Pour l’APC, la Polynésie dispose d’un « avantage compétitif » indéniable sur ces secteurs. Les milliers d’emplois perdus dans l’industrie et l’artisanat (la TDL touche les pareu et autres tifaifai importés) à la suite de la suppression de la taxe seront ainsi recréés dans d’autres industries et services, pourtant en proie à quelques difficultés selon les chiffres de l’ISPF. Un pari osé, compte tenu de l’extrême fragilité et de la petitesse des secteurs concernés, les effets positifs mis en avant par l’autorité étant par ailleurs plus présumés que réellement quantifiés.
Pas de grande réforme à l’horizon pour le gouvernement
Cette révolution n’est semble-t-il pas à l’ordre du jour.
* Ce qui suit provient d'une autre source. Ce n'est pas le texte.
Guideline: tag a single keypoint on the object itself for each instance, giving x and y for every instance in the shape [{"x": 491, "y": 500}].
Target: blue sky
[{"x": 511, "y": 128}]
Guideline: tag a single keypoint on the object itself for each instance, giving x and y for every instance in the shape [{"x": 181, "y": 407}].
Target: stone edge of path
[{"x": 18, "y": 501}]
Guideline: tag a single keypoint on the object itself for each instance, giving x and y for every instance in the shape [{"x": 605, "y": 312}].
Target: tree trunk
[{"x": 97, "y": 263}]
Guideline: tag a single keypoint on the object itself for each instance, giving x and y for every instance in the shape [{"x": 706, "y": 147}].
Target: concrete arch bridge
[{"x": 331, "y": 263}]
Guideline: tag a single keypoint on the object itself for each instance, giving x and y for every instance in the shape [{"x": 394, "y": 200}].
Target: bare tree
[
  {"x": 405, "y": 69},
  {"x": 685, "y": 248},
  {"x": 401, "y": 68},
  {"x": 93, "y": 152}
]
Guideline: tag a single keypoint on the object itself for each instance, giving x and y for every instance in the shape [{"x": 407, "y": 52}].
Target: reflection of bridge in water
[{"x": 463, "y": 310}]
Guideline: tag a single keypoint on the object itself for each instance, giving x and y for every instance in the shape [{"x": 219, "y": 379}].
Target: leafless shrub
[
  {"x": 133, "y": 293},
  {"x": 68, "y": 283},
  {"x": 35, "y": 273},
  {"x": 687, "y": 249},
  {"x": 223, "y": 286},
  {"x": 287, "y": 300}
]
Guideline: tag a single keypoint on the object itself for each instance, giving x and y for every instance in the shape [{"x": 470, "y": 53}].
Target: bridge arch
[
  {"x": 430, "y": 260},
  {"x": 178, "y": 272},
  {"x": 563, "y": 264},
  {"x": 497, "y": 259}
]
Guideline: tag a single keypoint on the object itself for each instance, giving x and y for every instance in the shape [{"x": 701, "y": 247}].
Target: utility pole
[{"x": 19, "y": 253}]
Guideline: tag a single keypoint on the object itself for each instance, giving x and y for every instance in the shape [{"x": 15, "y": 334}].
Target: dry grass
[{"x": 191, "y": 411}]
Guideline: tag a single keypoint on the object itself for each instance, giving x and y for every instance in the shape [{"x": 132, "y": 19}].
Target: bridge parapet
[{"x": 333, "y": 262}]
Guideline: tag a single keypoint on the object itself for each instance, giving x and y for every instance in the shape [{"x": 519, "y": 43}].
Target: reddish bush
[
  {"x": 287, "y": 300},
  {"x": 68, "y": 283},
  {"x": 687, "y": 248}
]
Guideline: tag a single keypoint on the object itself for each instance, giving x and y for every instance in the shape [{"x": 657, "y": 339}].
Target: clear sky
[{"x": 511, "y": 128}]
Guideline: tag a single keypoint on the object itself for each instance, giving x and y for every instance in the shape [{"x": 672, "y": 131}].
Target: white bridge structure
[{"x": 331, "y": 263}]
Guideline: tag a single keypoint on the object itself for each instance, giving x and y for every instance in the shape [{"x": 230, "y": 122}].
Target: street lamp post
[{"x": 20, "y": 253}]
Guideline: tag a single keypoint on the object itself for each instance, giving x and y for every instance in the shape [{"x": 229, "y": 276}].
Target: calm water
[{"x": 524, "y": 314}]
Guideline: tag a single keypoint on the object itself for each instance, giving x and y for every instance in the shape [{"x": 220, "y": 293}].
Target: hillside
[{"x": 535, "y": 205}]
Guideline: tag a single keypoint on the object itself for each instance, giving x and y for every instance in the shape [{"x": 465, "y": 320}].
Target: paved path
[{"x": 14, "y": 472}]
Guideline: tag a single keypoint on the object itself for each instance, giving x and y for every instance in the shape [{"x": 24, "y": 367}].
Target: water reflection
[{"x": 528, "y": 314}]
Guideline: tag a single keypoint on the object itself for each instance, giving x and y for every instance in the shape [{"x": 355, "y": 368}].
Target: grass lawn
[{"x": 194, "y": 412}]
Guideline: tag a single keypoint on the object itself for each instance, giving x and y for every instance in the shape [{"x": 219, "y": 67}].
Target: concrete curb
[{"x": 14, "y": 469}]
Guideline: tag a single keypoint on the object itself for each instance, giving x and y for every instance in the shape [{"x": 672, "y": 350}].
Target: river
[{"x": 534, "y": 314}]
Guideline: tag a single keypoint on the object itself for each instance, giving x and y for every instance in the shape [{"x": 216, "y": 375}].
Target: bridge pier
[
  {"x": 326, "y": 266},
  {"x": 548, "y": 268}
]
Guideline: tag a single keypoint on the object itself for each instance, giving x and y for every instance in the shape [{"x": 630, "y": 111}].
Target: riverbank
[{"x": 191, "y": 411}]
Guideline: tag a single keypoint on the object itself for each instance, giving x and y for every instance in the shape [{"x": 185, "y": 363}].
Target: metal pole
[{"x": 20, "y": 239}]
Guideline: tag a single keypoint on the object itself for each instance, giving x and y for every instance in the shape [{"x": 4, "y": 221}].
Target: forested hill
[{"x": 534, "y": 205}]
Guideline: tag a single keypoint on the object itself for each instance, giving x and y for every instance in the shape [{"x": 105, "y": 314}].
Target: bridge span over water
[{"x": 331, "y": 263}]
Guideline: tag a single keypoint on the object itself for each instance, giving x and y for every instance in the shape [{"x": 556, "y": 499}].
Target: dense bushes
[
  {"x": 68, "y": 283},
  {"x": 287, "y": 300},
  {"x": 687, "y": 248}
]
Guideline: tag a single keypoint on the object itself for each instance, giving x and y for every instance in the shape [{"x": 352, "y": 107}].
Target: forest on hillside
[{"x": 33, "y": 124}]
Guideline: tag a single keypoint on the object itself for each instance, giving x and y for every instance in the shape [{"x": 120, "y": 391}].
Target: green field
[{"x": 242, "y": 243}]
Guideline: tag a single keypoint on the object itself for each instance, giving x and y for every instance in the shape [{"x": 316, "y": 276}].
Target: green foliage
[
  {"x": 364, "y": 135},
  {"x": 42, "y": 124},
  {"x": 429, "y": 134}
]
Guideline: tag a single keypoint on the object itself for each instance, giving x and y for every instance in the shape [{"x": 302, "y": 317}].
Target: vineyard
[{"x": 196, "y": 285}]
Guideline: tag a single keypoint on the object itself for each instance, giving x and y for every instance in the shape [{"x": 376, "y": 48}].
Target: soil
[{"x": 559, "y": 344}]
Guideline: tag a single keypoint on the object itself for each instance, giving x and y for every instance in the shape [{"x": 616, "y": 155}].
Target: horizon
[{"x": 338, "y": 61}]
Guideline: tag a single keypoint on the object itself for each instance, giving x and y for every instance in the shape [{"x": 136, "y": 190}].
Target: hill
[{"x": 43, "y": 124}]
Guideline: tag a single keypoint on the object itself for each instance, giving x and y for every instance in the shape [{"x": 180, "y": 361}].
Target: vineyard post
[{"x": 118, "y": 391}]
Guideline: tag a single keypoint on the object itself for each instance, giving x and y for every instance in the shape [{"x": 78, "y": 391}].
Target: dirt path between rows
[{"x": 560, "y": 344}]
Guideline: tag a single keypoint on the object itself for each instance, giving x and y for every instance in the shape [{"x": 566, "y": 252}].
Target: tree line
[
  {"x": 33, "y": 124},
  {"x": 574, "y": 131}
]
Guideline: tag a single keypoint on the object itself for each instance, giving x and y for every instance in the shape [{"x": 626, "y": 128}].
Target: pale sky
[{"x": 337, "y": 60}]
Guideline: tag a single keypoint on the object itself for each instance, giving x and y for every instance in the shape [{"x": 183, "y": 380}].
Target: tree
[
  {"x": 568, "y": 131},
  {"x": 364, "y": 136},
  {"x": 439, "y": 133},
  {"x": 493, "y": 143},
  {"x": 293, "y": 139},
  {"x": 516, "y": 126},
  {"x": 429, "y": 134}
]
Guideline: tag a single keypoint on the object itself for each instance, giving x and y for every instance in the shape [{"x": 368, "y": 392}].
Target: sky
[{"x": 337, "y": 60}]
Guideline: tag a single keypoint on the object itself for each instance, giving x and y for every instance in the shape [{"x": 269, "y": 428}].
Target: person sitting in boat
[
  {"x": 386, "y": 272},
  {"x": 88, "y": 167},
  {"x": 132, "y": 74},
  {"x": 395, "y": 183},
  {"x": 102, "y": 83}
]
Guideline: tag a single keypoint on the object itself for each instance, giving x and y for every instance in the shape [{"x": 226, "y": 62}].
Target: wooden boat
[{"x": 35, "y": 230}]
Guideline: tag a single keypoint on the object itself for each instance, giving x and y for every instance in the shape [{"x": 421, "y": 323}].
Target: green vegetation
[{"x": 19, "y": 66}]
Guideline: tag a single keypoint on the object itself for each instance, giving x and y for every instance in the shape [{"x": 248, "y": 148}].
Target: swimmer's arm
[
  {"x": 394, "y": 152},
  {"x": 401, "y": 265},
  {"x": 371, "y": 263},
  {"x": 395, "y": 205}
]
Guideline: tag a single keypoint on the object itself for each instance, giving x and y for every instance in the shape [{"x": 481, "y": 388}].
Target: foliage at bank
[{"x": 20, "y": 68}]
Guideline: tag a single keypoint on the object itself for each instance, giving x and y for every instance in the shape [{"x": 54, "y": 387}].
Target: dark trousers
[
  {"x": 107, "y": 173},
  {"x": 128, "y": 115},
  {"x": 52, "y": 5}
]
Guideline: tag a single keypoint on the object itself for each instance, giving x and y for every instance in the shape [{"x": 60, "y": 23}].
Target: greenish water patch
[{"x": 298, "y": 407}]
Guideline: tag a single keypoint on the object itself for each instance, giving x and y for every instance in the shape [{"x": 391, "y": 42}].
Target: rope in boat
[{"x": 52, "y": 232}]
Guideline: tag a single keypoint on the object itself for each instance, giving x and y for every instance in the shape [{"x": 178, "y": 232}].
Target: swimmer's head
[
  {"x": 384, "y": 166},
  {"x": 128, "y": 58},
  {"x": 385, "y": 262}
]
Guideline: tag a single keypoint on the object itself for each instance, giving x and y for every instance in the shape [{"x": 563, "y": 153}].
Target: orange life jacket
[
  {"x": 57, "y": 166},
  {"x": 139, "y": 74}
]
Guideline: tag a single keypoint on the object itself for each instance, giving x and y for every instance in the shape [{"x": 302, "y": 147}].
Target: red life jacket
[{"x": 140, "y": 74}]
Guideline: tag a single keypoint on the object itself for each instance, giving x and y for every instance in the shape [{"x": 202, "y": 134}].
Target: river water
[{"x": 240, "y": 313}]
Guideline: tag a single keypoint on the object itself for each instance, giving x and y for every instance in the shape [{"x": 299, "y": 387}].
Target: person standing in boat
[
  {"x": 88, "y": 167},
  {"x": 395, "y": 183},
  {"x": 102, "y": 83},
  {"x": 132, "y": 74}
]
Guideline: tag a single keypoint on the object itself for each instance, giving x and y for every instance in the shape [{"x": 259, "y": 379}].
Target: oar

Lors de son discours d’ouverture de la session budgétaire le 19 septembre dernier, soit la veille de la parution de l’avis, Édouard Fritch évoquait la réforme de la TDL comme un « vaste chantier », attendu qu’il est « impératif de préserver l’emploi local, et (…) il est fondamental d’améliorer le pouvoir d’achat des Polynésiens ». Mais le président du Pays n’évoquait alors que la suppression du champ de taxation de positions douanières pour lesquelles il n’existait plus de production locale et la simple révision de quelques taux appliqués dans le secteur des boissons et de l’emballage. Un vaste chantier qui n’est donc in fine qu’un toilettage partiel sans préoccupation de la concurrence. Concurrence, un mot qui n’a été prononcé qu’une fois au détour d’une phrase par le président dans son discours.